Objective
Within the context of a delta live table, I'm trying to merge two streams aggregation, but run into challenges. Is it possible to achieve such a join?
Context
Assume
- table trades stores a list of trades with their associated time stamps
- table trades_1d sums the value of all the trades on a given day
- table stock_price stores a given stock price at some (non-constant) sampling frequency
- table stock_price_1d averages the stock price over a given day
It would translate to something along those lines
import pyspark.sql.functions as sqlf
sdf_trades = spark.readStream.format("delta").table(f"stock_price")
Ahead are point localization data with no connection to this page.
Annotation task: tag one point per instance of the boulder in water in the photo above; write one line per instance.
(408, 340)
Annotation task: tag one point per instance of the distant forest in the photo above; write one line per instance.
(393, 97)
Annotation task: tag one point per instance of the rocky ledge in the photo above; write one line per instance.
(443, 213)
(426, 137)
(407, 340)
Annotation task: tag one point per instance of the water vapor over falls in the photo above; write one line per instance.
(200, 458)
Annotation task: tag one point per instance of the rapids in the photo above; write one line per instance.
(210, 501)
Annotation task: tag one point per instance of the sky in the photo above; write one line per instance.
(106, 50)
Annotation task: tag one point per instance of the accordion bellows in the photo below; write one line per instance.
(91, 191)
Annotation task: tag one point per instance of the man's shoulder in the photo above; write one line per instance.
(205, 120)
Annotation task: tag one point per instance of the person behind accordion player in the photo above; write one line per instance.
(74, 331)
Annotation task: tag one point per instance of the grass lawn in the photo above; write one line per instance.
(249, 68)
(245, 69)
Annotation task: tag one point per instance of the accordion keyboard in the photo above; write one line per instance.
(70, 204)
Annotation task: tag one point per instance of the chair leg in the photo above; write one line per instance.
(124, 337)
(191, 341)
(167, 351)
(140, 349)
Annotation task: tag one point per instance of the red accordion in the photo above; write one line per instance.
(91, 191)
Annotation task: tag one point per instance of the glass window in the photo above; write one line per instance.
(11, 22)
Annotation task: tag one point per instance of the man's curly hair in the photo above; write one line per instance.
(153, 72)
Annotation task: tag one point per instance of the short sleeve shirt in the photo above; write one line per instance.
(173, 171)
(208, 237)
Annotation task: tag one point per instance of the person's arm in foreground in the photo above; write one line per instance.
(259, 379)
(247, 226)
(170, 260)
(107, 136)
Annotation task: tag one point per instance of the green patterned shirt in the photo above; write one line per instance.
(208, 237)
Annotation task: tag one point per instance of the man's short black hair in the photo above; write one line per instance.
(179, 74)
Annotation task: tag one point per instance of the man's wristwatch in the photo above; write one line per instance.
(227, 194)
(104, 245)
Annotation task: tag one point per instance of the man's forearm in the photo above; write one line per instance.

sdf_price = spark.readStream.format("delta").table(f"stock_price")
w = sqlf.window("timetstamp", "24 hours")
sdf_trades_1d = (
sdf_trades
.groupby(w)
.agg(sqlf.sum("trade_value"))
.withColumn("window_end", sqlf.col("window.end"))
.withColumn("window_start", sqlf.col("window.start"))
)
sdf_price_1d = (
sdf_price
.groupby(w)
.agg(sqlf.avg("value"))
.withColumn("window_end", sqlf.col("window.end"))
.withColumn("window_start", sqlf.col("window.start"))
).withWatermark("window_end", "48 hours")
sdf = sdf_trades_1d.join(sdf_price_1d, "window_end", "left")
Issue
When running the pseudo code above, I get
"Append more error: Multiple streaming aggregations are not supported with stream DataFrames/Datasets"
Any suggestion on how I can make this work?